Quattro is a mobile ad network and Website designer that lets publishers such as Time, CBS Interactive and Visa pair eye-catching mobile ads with their Web properties. IDC said the startup has garnered about 7 percent of the mobile ad market.
The deal, which former Quattro CEO Andy Miller announced via a brief blog post Jan. 5, comes almost two months after Google offered to buy mobile ad network AdMob for $750 million. That deal, which would give Google one quarter of the mobile ad market, is on hold pending scrutiny by the Federal Trade Commission.
Some might say Apple buying Quattro is a knee-jerk reaction to the Google-AdMob tie-up; that wouldn't be giving Apple's its due. Like Google, Apple recognizes the opportunity to make money from the mobile Web by pairing ads with mobile applications.
Forrester Research analyst Charles Golvin noted that Apple's play for Quattro isn't a shocker, even if it is a departure from its typically technology-oriented acquisitions. Golvin explained:
"The longstanding revenue models for mobile phones -- everyone is looking for alternatives. It's not like the service model where the subscriber pays is at risk, but carriers, device makers players like Apple and Google and Internet Players are looking for other kinds of revenue sources to take the pressure off. You can't keep squeezing more and more service revenue out of consumers. You can only grow so fast that way. There is a belief on both parties' part that there is an opportunity for big growth in revenue coming from mobile ad and they want to be there to take advantage of it."

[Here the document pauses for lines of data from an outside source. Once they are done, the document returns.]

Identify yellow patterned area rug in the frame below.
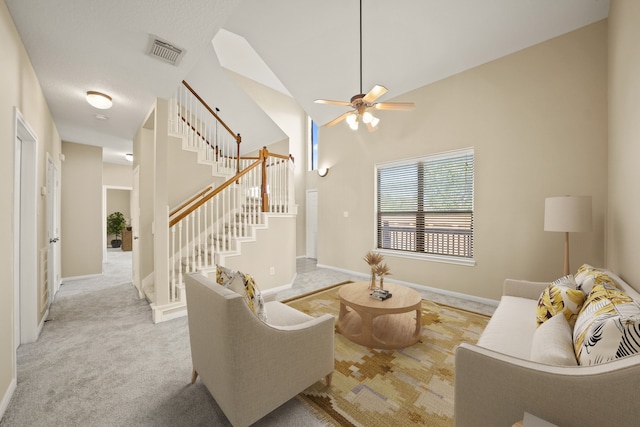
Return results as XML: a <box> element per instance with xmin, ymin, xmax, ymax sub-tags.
<box><xmin>285</xmin><ymin>282</ymin><xmax>490</xmax><ymax>427</ymax></box>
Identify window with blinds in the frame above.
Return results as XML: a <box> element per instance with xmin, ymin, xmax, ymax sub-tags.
<box><xmin>376</xmin><ymin>148</ymin><xmax>474</xmax><ymax>259</ymax></box>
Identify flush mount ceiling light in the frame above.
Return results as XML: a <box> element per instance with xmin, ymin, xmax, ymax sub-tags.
<box><xmin>125</xmin><ymin>153</ymin><xmax>133</xmax><ymax>162</ymax></box>
<box><xmin>86</xmin><ymin>91</ymin><xmax>112</xmax><ymax>109</ymax></box>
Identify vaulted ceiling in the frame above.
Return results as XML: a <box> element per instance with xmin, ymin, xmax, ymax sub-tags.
<box><xmin>5</xmin><ymin>0</ymin><xmax>610</xmax><ymax>164</ymax></box>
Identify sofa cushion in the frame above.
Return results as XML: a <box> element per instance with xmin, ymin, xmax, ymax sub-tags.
<box><xmin>215</xmin><ymin>265</ymin><xmax>268</xmax><ymax>322</ymax></box>
<box><xmin>573</xmin><ymin>283</ymin><xmax>640</xmax><ymax>365</ymax></box>
<box><xmin>530</xmin><ymin>313</ymin><xmax>577</xmax><ymax>366</ymax></box>
<box><xmin>265</xmin><ymin>301</ymin><xmax>314</xmax><ymax>327</ymax></box>
<box><xmin>477</xmin><ymin>296</ymin><xmax>538</xmax><ymax>360</ymax></box>
<box><xmin>536</xmin><ymin>275</ymin><xmax>585</xmax><ymax>328</ymax></box>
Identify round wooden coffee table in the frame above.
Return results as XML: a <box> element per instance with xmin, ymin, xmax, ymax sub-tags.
<box><xmin>337</xmin><ymin>282</ymin><xmax>422</xmax><ymax>349</ymax></box>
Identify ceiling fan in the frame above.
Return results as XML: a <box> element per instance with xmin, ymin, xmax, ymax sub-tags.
<box><xmin>314</xmin><ymin>0</ymin><xmax>415</xmax><ymax>131</ymax></box>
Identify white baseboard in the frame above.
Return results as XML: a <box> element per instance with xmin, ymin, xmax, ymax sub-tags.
<box><xmin>0</xmin><ymin>378</ymin><xmax>16</xmax><ymax>422</ymax></box>
<box><xmin>150</xmin><ymin>301</ymin><xmax>187</xmax><ymax>324</ymax></box>
<box><xmin>37</xmin><ymin>308</ymin><xmax>49</xmax><ymax>338</ymax></box>
<box><xmin>315</xmin><ymin>263</ymin><xmax>499</xmax><ymax>307</ymax></box>
<box><xmin>61</xmin><ymin>273</ymin><xmax>102</xmax><ymax>282</ymax></box>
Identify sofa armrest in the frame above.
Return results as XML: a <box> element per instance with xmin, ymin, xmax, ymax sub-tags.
<box><xmin>455</xmin><ymin>343</ymin><xmax>640</xmax><ymax>427</ymax></box>
<box><xmin>503</xmin><ymin>278</ymin><xmax>549</xmax><ymax>300</ymax></box>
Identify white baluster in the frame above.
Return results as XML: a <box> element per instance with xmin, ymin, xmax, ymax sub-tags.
<box><xmin>177</xmin><ymin>222</ymin><xmax>183</xmax><ymax>287</ymax></box>
<box><xmin>171</xmin><ymin>226</ymin><xmax>176</xmax><ymax>301</ymax></box>
<box><xmin>197</xmin><ymin>208</ymin><xmax>202</xmax><ymax>271</ymax></box>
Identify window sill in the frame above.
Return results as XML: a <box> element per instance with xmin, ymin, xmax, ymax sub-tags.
<box><xmin>376</xmin><ymin>249</ymin><xmax>476</xmax><ymax>267</ymax></box>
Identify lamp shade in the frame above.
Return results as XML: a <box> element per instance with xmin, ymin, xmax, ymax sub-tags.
<box><xmin>544</xmin><ymin>196</ymin><xmax>592</xmax><ymax>233</ymax></box>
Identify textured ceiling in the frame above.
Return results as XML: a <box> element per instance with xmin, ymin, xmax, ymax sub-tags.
<box><xmin>5</xmin><ymin>0</ymin><xmax>610</xmax><ymax>164</ymax></box>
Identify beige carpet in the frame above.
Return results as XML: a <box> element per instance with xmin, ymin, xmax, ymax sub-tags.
<box><xmin>286</xmin><ymin>283</ymin><xmax>490</xmax><ymax>427</ymax></box>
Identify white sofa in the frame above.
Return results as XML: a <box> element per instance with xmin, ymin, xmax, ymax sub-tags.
<box><xmin>455</xmin><ymin>269</ymin><xmax>640</xmax><ymax>427</ymax></box>
<box><xmin>185</xmin><ymin>271</ymin><xmax>334</xmax><ymax>427</ymax></box>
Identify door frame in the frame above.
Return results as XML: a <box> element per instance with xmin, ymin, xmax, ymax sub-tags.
<box><xmin>13</xmin><ymin>107</ymin><xmax>39</xmax><ymax>353</ymax></box>
<box><xmin>46</xmin><ymin>153</ymin><xmax>61</xmax><ymax>303</ymax></box>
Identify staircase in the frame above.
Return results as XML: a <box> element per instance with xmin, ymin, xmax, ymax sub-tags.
<box><xmin>146</xmin><ymin>81</ymin><xmax>295</xmax><ymax>322</ymax></box>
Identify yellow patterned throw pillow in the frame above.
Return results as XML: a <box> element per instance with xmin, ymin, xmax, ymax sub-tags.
<box><xmin>536</xmin><ymin>275</ymin><xmax>586</xmax><ymax>328</ymax></box>
<box><xmin>573</xmin><ymin>282</ymin><xmax>640</xmax><ymax>365</ymax></box>
<box><xmin>574</xmin><ymin>264</ymin><xmax>618</xmax><ymax>295</ymax></box>
<box><xmin>215</xmin><ymin>265</ymin><xmax>267</xmax><ymax>322</ymax></box>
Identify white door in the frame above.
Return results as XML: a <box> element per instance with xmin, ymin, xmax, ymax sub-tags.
<box><xmin>306</xmin><ymin>190</ymin><xmax>318</xmax><ymax>259</ymax></box>
<box><xmin>132</xmin><ymin>166</ymin><xmax>142</xmax><ymax>297</ymax></box>
<box><xmin>46</xmin><ymin>155</ymin><xmax>61</xmax><ymax>303</ymax></box>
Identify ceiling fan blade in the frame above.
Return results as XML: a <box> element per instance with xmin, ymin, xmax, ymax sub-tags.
<box><xmin>314</xmin><ymin>99</ymin><xmax>352</xmax><ymax>107</ymax></box>
<box><xmin>326</xmin><ymin>111</ymin><xmax>353</xmax><ymax>127</ymax></box>
<box><xmin>362</xmin><ymin>85</ymin><xmax>388</xmax><ymax>104</ymax></box>
<box><xmin>373</xmin><ymin>102</ymin><xmax>416</xmax><ymax>111</ymax></box>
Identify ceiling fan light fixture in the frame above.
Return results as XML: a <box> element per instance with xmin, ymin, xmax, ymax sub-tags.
<box><xmin>362</xmin><ymin>111</ymin><xmax>373</xmax><ymax>124</ymax></box>
<box><xmin>370</xmin><ymin>115</ymin><xmax>380</xmax><ymax>127</ymax></box>
<box><xmin>346</xmin><ymin>113</ymin><xmax>358</xmax><ymax>126</ymax></box>
<box><xmin>86</xmin><ymin>91</ymin><xmax>112</xmax><ymax>109</ymax></box>
<box><xmin>349</xmin><ymin>119</ymin><xmax>359</xmax><ymax>131</ymax></box>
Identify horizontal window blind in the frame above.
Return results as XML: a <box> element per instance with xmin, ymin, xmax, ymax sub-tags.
<box><xmin>377</xmin><ymin>149</ymin><xmax>474</xmax><ymax>258</ymax></box>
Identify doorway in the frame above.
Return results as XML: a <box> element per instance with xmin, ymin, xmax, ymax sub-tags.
<box><xmin>306</xmin><ymin>190</ymin><xmax>318</xmax><ymax>259</ymax></box>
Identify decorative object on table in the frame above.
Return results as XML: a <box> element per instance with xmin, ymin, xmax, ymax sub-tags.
<box><xmin>374</xmin><ymin>262</ymin><xmax>391</xmax><ymax>290</ymax></box>
<box><xmin>106</xmin><ymin>211</ymin><xmax>127</xmax><ymax>248</ymax></box>
<box><xmin>369</xmin><ymin>288</ymin><xmax>392</xmax><ymax>301</ymax></box>
<box><xmin>363</xmin><ymin>251</ymin><xmax>384</xmax><ymax>290</ymax></box>
<box><xmin>544</xmin><ymin>195</ymin><xmax>592</xmax><ymax>275</ymax></box>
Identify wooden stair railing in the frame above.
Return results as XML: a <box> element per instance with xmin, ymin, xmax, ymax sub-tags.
<box><xmin>169</xmin><ymin>147</ymin><xmax>290</xmax><ymax>228</ymax></box>
<box><xmin>170</xmin><ymin>186</ymin><xmax>213</xmax><ymax>219</ymax></box>
<box><xmin>180</xmin><ymin>80</ymin><xmax>242</xmax><ymax>174</ymax></box>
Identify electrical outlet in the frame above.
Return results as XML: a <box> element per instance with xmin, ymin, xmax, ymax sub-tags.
<box><xmin>269</xmin><ymin>267</ymin><xmax>275</xmax><ymax>275</ymax></box>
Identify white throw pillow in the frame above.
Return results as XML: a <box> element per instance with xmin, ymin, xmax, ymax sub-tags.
<box><xmin>530</xmin><ymin>314</ymin><xmax>578</xmax><ymax>366</ymax></box>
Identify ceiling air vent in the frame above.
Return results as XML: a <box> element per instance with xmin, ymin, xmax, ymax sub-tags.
<box><xmin>147</xmin><ymin>38</ymin><xmax>184</xmax><ymax>66</ymax></box>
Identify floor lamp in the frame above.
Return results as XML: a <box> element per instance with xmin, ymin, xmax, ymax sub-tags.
<box><xmin>544</xmin><ymin>196</ymin><xmax>592</xmax><ymax>276</ymax></box>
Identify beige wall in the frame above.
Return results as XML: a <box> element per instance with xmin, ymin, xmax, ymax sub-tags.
<box><xmin>167</xmin><ymin>135</ymin><xmax>223</xmax><ymax>209</ymax></box>
<box><xmin>229</xmin><ymin>72</ymin><xmax>308</xmax><ymax>257</ymax></box>
<box><xmin>222</xmin><ymin>215</ymin><xmax>296</xmax><ymax>290</ymax></box>
<box><xmin>103</xmin><ymin>162</ymin><xmax>132</xmax><ymax>188</ymax></box>
<box><xmin>607</xmin><ymin>0</ymin><xmax>640</xmax><ymax>289</ymax></box>
<box><xmin>1</xmin><ymin>0</ymin><xmax>62</xmax><ymax>409</ymax></box>
<box><xmin>61</xmin><ymin>142</ymin><xmax>103</xmax><ymax>278</ymax></box>
<box><xmin>318</xmin><ymin>21</ymin><xmax>608</xmax><ymax>301</ymax></box>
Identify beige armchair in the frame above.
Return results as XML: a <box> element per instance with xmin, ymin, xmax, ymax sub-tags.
<box><xmin>185</xmin><ymin>272</ymin><xmax>334</xmax><ymax>427</ymax></box>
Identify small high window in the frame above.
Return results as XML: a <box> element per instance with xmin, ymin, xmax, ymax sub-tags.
<box><xmin>309</xmin><ymin>119</ymin><xmax>319</xmax><ymax>171</ymax></box>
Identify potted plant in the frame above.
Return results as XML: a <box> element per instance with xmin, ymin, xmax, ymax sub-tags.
<box><xmin>107</xmin><ymin>211</ymin><xmax>127</xmax><ymax>248</ymax></box>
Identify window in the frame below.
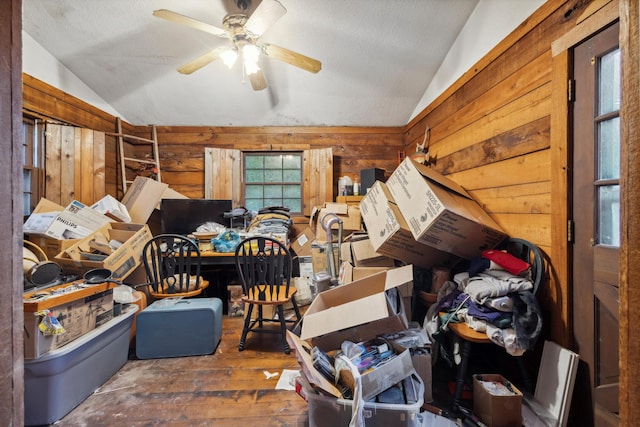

Jumptap CMO Paran Johar, whose company also commands a chunk of the mobile ad market in competing with AdMob, Quattro and others like Millenial Media, agreed that handset makers, software providers, infrastructure vendors, and carriers are all looking to carve out a share of the mobile Web, which will be the primary access point of the Internet in five years. Johar added:
"Though it didn't fit Apple's existing business model, they saw the opportunity and captured it. One can only speculate where this could lead, perhaps free ad supported devices or a proprietary app store ad network? The mobile advertising ecosystem is unique in the sense that it is so personal and can tie so many other pieces of media together. Whether complimenting TV, out of home, or print, many other non endemic advertising companies see the enormous potential."
Apple, Johar said, wants both a way to make money from free apps with the Quattro sales force and capture a share of the growing mobile ad dollars. "It is abundantly clear that Apple is now in the media business and will be competing head to head with Google."
Gartner analyst Tole Hart agreed, noting that Apple saw how Google pushed into the mobile market with Android and benefited from advertising on applications sold in their stores. Hart added:
"The eyeballs on the mobile phone are likely to shift to some degree to the mobile Web as mobile Websites improve their functionality to get closer to mobile application functionality. The mobile Web allows for developers to write once for many devices, while mobile applications developers have to write for a particular device type. This has been an Achilles heel for developers in the fragmented wireless market. Quattro's core capabilities allow Apple to offer Web-based solutions which Websites can advertise on."
Hart also said Apple also has its forthcoming tablet computer in mind with the Quattro deal, noting that the company will likely offer developers the opportunity to develop Websites, applications and advertising capability on the tablet. Quattro, he said, can help with the Web browsing and advertising capability of the tablet.
For its part, Google loves Apple's play for Quattro because it lends credence to its argument that the mobile ad market is fragmented and highly competitive, one of the arguments the search engine must make as it seeks to convince the FTC that its AdMob bid does not pose antitrust threats to the nascent market. Google Group Product Manager Paul Feng said Apple's play for Quattro is:
"...further proof that the mobile advertising space continues to be competitive. And with more investments and acquisitions in the space, including from established players like Apple and Google, that's a sign that vigorous growth and competition will continue. That's ultimately great for users, advertisers and publishers alike."
Finally, with Google going after AdMob and Apple annexing Quattro, ad networks such as Millennial Media and Jumptap may not be long for this world as standalone concerns with Microsoft and Yahoo lurking.